What’s an example of a scientific problem that you’re excited about ICS helping to solve?

A really good example of an emerging area is the opportunity in gene and cell therapy. There are several technologies that have matured across multiple disciplines in ways that make it clear that those kinds of approaches are going to have an enormous impact in addressing diseases. With support from our regional partners, UNC-Chapel Hill and ICS are uniquely positioned physically, regionally and intellectually to accelerate progress on that front. Another example is one that’s actually underway, which is the area of ensuring access to clean, safe water. Two researchers from two different UNC schools, Frank Leibfarth and Orlando Coronell, have developed relevant technologies they’re bringing to bear on the problem of removing most PFAS from drinking water, which is very relevant to the state and citizens of North Carolina. Per-and polyfluoroalkyl substances (PFAS) are a family of more than 5,000 chemicals that over the course of many years, have made their way into drinking water sources around the world. ICS helped bring these researchers together, giving them space and financial resources. In addition, there was a really important financial contribution from the North Carolina Collaboratory, which is a great partnership between the state and universities to use and disseminate research expertise across the University of North Carolina System for practical use by state and local government.

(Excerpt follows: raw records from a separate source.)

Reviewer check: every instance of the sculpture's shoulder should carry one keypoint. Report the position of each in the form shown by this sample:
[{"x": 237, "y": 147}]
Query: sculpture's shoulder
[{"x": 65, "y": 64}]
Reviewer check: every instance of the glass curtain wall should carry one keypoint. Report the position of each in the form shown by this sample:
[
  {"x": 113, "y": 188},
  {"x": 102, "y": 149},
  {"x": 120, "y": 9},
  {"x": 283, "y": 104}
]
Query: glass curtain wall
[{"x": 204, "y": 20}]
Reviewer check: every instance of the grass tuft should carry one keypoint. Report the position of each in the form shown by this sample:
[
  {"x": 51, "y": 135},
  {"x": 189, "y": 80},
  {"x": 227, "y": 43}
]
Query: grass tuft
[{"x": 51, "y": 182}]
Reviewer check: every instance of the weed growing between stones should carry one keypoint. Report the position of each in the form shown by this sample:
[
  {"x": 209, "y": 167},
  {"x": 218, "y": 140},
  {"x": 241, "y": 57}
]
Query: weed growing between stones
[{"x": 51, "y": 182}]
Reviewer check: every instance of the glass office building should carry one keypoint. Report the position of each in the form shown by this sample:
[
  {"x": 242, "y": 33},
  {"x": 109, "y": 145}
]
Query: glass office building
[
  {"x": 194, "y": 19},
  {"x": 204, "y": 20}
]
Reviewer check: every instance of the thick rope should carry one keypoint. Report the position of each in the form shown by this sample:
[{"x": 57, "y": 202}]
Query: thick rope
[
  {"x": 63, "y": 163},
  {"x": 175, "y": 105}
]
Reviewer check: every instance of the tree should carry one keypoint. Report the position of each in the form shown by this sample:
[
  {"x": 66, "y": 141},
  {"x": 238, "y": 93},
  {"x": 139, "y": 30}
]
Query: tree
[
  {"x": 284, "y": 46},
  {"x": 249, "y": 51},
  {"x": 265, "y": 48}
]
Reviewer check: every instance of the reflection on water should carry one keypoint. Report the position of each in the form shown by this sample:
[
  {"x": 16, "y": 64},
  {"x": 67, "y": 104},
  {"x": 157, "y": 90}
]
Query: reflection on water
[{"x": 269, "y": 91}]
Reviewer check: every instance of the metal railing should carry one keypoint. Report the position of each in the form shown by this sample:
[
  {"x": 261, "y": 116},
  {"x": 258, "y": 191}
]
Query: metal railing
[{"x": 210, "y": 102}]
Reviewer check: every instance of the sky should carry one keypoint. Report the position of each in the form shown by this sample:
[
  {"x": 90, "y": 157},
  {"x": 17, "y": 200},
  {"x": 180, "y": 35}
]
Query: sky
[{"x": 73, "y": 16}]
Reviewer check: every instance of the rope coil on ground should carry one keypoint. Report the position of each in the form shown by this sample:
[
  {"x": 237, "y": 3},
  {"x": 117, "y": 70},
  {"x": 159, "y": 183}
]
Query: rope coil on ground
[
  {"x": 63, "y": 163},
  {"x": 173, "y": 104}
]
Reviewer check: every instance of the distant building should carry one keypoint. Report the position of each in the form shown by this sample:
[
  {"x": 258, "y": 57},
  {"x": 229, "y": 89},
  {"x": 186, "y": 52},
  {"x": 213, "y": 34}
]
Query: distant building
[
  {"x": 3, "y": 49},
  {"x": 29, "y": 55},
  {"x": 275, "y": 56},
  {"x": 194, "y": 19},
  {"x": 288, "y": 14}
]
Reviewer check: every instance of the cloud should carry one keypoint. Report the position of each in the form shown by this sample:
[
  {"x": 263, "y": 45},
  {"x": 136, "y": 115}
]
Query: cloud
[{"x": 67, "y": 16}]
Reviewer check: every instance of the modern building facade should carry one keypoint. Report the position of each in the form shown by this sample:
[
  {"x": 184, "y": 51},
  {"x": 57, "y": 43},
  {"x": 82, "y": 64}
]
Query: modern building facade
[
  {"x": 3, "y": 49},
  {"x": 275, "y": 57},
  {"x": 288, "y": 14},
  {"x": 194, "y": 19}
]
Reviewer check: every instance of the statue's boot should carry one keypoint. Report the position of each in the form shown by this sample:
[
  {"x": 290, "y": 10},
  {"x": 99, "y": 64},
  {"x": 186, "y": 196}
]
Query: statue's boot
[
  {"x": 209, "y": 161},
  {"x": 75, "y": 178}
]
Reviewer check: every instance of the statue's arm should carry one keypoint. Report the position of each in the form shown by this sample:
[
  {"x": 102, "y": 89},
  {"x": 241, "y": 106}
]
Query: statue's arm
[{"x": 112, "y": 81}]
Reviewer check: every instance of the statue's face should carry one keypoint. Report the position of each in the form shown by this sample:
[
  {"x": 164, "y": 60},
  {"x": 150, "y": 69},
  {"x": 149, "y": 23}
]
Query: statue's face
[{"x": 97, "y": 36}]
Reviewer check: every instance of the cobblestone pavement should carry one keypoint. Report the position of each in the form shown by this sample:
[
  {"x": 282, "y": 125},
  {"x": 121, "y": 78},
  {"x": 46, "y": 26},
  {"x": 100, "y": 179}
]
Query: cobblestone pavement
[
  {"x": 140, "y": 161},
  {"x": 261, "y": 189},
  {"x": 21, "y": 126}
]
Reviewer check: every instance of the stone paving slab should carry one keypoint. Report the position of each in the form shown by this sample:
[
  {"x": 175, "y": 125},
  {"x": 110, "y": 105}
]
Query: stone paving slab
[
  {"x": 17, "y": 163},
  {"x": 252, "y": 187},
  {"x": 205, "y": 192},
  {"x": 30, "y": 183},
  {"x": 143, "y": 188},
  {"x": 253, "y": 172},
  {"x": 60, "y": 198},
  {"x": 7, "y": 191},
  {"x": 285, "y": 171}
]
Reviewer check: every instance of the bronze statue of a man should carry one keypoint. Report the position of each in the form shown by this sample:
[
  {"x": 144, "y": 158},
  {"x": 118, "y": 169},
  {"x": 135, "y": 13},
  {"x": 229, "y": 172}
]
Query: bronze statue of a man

How does your experience with entrepreneurship shape your vision for ICS?

I think entrepreneurship is sometimes misunderstood. An entrepreneur myself, the common thread I hear over and over again, is “I want to make a difference, and I see entrepreneurship as an avenue to take my skills and actually make a change in the world for the better.” That is very exciting because, many times, people at the University say, “Wow, there’s all this amazing knowledge and resources, but when I walk off campus, have I made a difference for someone else in North Carolina?” I think entrepreneurship provides one way of connecting all that expertise and knowledge that the University has to offer to the wider world.

Who can get involved with convergent science?

Often, when people hear the term convergent science, they think about the traditional hard sciences… chemistry, physics and biology. I want to stress that ICS is a pan-university effort. We define science very broadly and, ultimately, we want to form teams that are drawing on a very wide diversity of our scholarly community.